La cardióloga Prof. Christina Magnussen, del Hospital Universitario de Hamburgo-Eppendorf, explicó que "existen indicios de que el xilitol activa más las plaquetas, lo que puede facilitar la formación de coágulos capaces de desencadenar infartos o ictus". Ese tipo de trombosis es, precisamente, el desencadenante directo más frecuente de ambas emergencias cardiovasculares.
Sin embargo, ambos especialistas subrayan una limitación fundamental: se trata de un estudio observacional, que documenta una asociación pero no prueba causalidad. La Prof. Magnussen lo expresa con claridad: "Los investigadores hallaron una correlación entre niveles altos de xilitol en sangre y enfermedades cardiovasculares, pero no pueden afirmar con certeza que el xilitol sea la causa". Una explicación alternativa que los propios autores no descartan es que personas con ciertas alteraciones metabólicas presenten de forma simultánea, y de manera independiente, tanto niveles elevados de xilitol como un mayor riesgo cardíaco.
¿Qué hacer mientras llegan más datos?
Las autoridades sanitarias siguen considerando el xilitol como un aditivo seguro.
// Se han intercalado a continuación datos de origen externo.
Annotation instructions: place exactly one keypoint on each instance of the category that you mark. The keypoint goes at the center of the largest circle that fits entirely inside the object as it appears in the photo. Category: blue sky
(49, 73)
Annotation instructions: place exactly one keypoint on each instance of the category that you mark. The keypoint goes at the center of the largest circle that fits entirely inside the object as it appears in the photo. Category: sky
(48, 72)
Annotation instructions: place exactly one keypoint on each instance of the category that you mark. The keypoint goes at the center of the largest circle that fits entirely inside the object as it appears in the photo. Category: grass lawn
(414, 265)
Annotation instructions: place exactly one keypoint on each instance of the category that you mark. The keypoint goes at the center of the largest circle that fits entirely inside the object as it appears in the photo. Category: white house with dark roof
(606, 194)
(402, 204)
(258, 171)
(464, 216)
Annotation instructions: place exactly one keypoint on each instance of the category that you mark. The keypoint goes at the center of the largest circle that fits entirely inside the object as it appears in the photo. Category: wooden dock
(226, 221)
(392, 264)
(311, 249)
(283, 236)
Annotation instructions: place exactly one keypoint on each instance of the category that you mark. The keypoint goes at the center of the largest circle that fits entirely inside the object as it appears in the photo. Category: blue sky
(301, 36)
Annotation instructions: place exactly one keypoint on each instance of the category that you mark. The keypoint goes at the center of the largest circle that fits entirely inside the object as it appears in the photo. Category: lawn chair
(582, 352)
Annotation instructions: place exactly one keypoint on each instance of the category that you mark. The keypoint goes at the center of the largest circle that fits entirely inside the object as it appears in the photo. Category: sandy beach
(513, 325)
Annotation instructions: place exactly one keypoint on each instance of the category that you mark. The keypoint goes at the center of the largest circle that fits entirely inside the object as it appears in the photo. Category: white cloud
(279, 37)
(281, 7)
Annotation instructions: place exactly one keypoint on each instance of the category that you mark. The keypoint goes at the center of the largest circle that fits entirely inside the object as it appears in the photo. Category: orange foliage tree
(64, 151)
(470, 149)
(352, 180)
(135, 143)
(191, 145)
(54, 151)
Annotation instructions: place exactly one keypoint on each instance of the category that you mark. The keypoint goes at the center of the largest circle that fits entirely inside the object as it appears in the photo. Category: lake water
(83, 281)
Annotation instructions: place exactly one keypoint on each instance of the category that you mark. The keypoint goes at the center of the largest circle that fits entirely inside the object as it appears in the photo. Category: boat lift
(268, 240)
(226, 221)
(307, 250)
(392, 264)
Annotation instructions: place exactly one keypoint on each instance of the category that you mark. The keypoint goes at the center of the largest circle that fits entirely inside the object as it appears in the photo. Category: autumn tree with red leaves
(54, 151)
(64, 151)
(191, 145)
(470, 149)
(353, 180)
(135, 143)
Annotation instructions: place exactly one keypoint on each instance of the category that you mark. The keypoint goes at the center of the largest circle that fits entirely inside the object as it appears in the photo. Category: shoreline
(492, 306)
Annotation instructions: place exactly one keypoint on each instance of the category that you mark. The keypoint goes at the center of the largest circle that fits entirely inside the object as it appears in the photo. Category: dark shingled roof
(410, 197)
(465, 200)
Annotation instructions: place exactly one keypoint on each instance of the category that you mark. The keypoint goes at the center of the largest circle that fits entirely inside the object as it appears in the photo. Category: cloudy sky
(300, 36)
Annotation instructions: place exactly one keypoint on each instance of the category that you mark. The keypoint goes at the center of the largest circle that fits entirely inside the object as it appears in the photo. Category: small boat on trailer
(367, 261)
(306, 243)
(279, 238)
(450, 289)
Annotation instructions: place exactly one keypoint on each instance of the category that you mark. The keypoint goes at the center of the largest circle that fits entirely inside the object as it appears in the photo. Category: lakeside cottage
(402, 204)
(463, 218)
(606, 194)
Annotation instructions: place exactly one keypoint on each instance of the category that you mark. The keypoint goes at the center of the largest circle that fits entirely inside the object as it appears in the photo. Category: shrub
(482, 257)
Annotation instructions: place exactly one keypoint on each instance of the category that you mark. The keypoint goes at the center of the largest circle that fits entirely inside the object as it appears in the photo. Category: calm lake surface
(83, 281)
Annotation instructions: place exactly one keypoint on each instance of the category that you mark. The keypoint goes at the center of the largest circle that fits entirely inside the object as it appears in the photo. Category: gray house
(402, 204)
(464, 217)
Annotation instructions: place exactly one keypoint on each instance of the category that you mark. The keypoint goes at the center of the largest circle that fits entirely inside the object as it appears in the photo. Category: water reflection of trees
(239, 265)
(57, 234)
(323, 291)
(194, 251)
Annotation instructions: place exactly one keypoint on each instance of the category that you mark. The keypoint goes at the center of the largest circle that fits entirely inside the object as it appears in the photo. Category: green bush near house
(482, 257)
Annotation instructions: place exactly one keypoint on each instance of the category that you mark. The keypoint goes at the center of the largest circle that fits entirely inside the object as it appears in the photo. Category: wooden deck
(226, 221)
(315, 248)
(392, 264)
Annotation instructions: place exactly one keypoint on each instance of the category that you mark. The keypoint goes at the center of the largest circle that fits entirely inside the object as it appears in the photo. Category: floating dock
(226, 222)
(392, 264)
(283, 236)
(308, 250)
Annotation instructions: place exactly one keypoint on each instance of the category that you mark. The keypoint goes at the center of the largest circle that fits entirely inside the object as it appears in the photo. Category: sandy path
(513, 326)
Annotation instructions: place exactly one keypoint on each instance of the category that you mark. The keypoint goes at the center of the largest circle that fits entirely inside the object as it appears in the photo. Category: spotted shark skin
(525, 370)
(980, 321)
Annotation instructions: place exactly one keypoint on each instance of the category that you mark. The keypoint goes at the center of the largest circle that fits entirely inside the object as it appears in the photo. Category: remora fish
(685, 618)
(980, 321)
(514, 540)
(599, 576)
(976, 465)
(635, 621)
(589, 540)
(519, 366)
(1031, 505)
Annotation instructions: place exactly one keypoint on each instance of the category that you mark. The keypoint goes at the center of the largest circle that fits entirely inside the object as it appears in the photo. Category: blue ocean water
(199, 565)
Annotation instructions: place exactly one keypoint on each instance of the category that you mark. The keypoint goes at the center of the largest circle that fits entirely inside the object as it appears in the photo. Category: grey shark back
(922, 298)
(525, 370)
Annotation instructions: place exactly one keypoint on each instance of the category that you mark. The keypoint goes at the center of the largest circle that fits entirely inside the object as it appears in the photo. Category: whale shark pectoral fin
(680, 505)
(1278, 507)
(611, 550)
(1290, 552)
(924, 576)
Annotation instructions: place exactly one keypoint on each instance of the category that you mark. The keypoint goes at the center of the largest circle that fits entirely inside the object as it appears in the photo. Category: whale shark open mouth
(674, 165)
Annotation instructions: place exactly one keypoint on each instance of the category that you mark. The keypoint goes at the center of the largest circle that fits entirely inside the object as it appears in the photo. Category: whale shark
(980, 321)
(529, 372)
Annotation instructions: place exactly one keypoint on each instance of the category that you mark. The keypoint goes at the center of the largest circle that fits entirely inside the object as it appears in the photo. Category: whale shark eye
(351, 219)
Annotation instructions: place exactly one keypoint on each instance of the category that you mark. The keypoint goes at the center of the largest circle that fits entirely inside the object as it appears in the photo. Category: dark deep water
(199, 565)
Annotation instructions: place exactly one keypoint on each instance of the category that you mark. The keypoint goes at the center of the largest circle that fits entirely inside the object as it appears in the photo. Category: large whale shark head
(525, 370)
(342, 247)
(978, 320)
El propio Dr. Witkowski lo confirma, aunque matiza: "Nuestros datos longitudinales en población general evidencian lo poco que sabemos aún sobre el impacto del xilitol en el corazón y los vasos. Por eso son urgentemente necesarios más estudios, máxime cuando cada vez más alimentos lo incorporan". La Sociedad Alemana de Nutrición recomienda no superar los 50 gramos diarios de azúcares libres, equivalentes a entre diez y doce terrones de azúcar o medio litro de refresco de cola, una referencia que los expertos hacen extensiva a los edulcorantes: ningún sustituto del azúcar debería consumirse en cantidades excesivas.
La investigación, de este modo, abre un debate que va más allá del chicle sin azúcar: el de cuánto conocemos realmente los efectos a largo plazo de los edulcorantes y aditivos presentes en alimentos ultraprocesados sobre la salud cardiovascular y metabólica, y la urgencia de continuar estudiándolos con rigor antes de validar su consumo masivo.